HEK293T cells (5 × 10⁶) were transfected with an ORF57-expressing vector (pVM7, 2.5 μg/dish) using LipoD293 transfection reagent (SignaGen Laboratories). Cells without ORF57 were used as a negative control. A total of 3 samples were prepared for each group. Twenty-four hours after the transfection, the culture medium was replaced with a fresh medium containing 100 μg/mL of cycloheximide for 10 min at 37°C. The cells were harvested on ice in 5 mL of cold PBS containing 100 μg/mL of cycloheximide. After short centrifugation, the cell pellet was resuspended in 750 μL of polysome buffer (20 mM Tris-HCl [pH 7.5], 150 mM NaCl, 1.25 mM MgCl₂, 5 U/mL of RNase inhibitor, complete mini-EDTA-free protease inhibitor cocktail, 1 mM dithiothreitol [DTT], 1% NP-40). After 15 min of incubation on ice, the lysates were clarified by 20 min of centrifugation at 12,000 × g and 4°C. The concentration of each sample was adjusted based on A₂₆₀. An equal amount of each sample was loaded on the top of a 4.5% to 45% continuous sucrose density gradient and spun for 3 h at 39,000 rpm in an SW-41 rotor at 4°C. An automated fractionator was used to collect 1 mL per fraction. The fraction’s A₂₅₄ absorbance was recorded using the attached spectrophotometer to identify the monosomes (40S, 60S, and 80S) and polysomes in the individual fractions. The total protein and RNA samples were prepared from the input and individual fractions by lysis in 2× SDS/2-ME protein sample buffer and by RNA extraction with TRIpure reagent. The protein samples were analyzed by Western blotting to detect cellular PABPC1 (ab21060; Abcam), TIA-1 (sc-1751; Santa Cruz), PYM (WIBG, sc-169812; Santa Cruz, Dallas, TX), Ago2 (07-590; Millipore Sigma), and viral ORF57. The total RNA isolated from fractions 2 to 10 was subjected to electrophoresis under denaturing conditions in a formaldehyde-containing 1.5% agarose gel. The distribution of 28S and 18S rRNAs in individual fractions was visualized by ethidium bromide.

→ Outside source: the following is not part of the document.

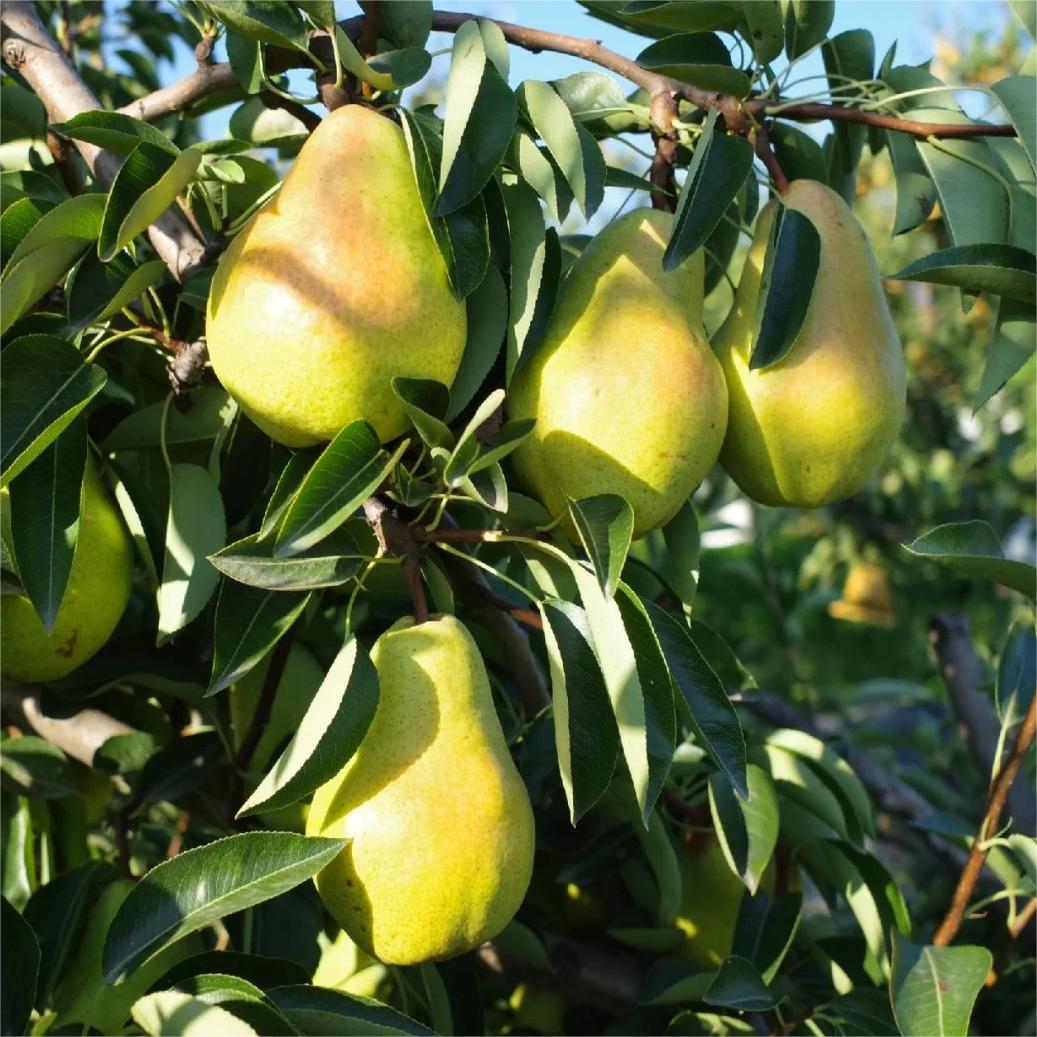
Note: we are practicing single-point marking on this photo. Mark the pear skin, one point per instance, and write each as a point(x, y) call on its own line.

RNA-seq analysis of BCBL-1 cells with latent and lytic KSHV infection.

Total RNA was extracted from BCBL-1 cells with latent or VA-induced lytic KSHV infection using miRNeasy (217004; Qiagen, Hilden, Germany). RNA samples were evaluated using Fragment Analyzer and NanoDrop. Library preparation and sequencing were done by ACGT Inc. (Germantown, MD). Indexed cDNA sequencing libraries were prepared from the RNA samples using a True-Seq stranded RNA sample preparation kit (Illumina, Inc.) and bar-coded with individual tags according to the manufacturer’s recommendations. Indexed libraries were prepared as equimolar pools and run on HiSeq 4000 (2 × 150 paired-end runs) in order to generate 40 million paired-end reads per sample. All RNA-seq data were aligned to human genome GRCh37 using STAR aligner v2.5.2b (114). Differential expression was analyzed by Limma-voom (116).

Data availability.

The ORF57 CLIP-seq data have been deposited in NCBI’s GEO database under accession number GSE179726. The BCBL-1 cell RNA-seq data are accessible in NCBI’s GEO database under accession number GSE179727.